Three of Aesop's Fables


Aesop's fables are an ancient source of Aryan wisdom, told simply so that White children may understand and benefit. Here are three fables of special significance for our racially confused times.
"I maintain that in three fables of Aesop...there is more wisdom to be found than in all the books of the Talmudists and rabbis and more than ever could come into the hearts of the Jews."

—Martin Luther, On the Jews and Their Lies.


The Tortoise and the Eagle

A Tortoise, discontented with his lowly life and envious of the birds he saw enjoying themselves in the air, begged an Eagle to teach him to fly. The Eagle protested that it was idle for him to try, as nature had not provided him with wings: but the Tortoise pressed him with entreaties and promises of treasure, insisting that it could only be a question of learning the craft of the air: so at length the Eagle consented to do the best he could for him and picked him up in his talons. Soaring with him to a great height in the sky he then let him go, and the wretched Tortoise fell headlong into the sea.

In this parable, do we not see a comparison between the Tortoise's argument and that of the liberal egalitarians, who insist that Blacks can learn to be as civilized as Whites, if only they are given enough of the things that White people have?


The Eagle and the Crow

One day a Crow saw an Eagle swoop down on a Lamb and carry it aloft in its talons. "My word," said the Crow, "I'll do that myself." So it flew high up into the air and then came shooting down with a great whirring of wings on to the back of a Sheep, intending to carry it off.

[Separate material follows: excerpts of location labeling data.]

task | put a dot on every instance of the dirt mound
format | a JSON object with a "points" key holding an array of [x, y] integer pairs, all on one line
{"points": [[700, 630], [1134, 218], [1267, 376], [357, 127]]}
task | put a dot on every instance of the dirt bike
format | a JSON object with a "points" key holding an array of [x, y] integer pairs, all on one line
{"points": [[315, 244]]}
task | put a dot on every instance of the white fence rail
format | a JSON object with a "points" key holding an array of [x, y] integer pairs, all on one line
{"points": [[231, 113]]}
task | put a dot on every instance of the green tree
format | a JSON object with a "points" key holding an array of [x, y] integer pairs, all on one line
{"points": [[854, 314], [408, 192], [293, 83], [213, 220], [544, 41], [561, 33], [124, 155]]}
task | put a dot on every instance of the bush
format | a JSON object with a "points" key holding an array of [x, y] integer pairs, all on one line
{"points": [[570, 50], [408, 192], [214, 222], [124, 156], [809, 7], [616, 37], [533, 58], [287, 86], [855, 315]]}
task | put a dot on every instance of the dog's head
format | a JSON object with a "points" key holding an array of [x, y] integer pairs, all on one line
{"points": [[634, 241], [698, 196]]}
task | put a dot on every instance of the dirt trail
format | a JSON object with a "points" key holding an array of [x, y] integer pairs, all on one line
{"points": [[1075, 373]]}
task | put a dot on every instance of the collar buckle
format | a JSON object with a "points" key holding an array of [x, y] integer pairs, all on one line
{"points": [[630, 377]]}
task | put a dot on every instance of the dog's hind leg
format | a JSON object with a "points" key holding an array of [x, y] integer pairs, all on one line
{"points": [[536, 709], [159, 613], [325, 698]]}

But no sooner had it alighted than its claws got caught in the wool, and nothing it could do was of any use: there it stuck, flapping away and only making things worse instead of better. By and by the Shepherd came along. "Oho," he said, "So that's what you'd be doing, is it?" And he took the Crow and clipped its wings and carried it home to his children. It looked so odd that they didn't know what to make of it. "What sort of bird is it, Father?" they asked. "It's a Crow," he replied, "and nothing but a Crow: but it wants to be taken for an Eagle."

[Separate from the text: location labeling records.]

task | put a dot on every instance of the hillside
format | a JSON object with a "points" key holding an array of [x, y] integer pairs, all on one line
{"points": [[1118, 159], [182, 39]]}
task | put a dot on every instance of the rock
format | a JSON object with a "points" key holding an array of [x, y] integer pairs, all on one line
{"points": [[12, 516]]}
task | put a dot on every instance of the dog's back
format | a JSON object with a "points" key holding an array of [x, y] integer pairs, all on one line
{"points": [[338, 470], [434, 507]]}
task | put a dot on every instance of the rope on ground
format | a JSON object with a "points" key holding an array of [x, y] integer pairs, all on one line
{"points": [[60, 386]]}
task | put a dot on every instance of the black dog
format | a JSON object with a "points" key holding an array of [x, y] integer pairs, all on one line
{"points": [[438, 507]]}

Here we have an obvious comparison between Blacks (a crow is a "black bird") and Whites, whose successes they would imitate, if only they could. Nature gave the Crow and the Eagle different ways of making a living, and disaster would befall either of them if they were to try the ways of the other. The same is true for the races of men.


The Crow and the Swan

A Crow was filled with envy on seeing the beautiful white plumage of a Swan and thought it was due to the water in which the Swan constantly bathed and swam. So he left the neighborhood of the inns, where he got his living by scavenging crumbs and bits of meat left from the plates of the diners, and went and lived among the pools and streams. But though he bathed and washed his feathers many times a day, he didn't make them any Whiter and at last died of hunger into the bargain.

The official Aesop moral for this fable is: "You may change your habits, but not your nature." Indeed, the racial parallel could scarcely be more clear. Non-Whites do not become the equals of Whites by living among them. Mixing the races is unnatural and leads to harm of one sort or another.